Cuando estalló la pelea, pilló desprevenidos a todos los pasajeros, porque ahora los tres secuestradores masculinos no discutían con Tavleen, no hubo furiosos cuchicheos acerca del combustible ni qué coño te propones, sino un hosco silencio, ni siquiera hablaban entre sí, como si hubieran abandonado toda esperanza, y entonces fue cuando Man Singh perdió la cabeza y fue a por ella. Los rehenes miraban la lucha a muerte, incapaces de sentirse involucrados, porque un extraño distanciamiento de la realidad se había apoderado de todo el avión, una especie de indiferencia, un fatalismo podríamos decir.
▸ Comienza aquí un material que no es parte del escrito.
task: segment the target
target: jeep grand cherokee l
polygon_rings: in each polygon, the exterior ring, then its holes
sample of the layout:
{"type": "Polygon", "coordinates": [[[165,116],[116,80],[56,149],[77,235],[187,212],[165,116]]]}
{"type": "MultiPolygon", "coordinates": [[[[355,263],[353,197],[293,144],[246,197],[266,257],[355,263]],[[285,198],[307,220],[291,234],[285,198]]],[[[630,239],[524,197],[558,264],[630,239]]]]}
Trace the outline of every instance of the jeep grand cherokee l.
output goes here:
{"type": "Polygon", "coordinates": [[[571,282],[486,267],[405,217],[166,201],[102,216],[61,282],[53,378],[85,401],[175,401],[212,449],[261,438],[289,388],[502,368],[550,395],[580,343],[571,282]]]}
Los dos cayeron al suelo y ella le clavó el cuchillo en el estómago. Eso fue todo; la rapidez acrecentó la aparente intrascendencia del hecho. Luego, en el instante en que ella se levantó fue como si todo el mundo despertara; todos vieron con claridad que aquella mujer iba en serio, que pensaba llegar hasta el fin: en la mano tenía el cable que conectaba todas las espoletas de todas las granadas que llevaba debajo de la túnica, todos aquellos pechos fatídicos, y aunque en aquel momento Buta y Dura se le echaron encima, ella tiró del cable y las paredes saltaron.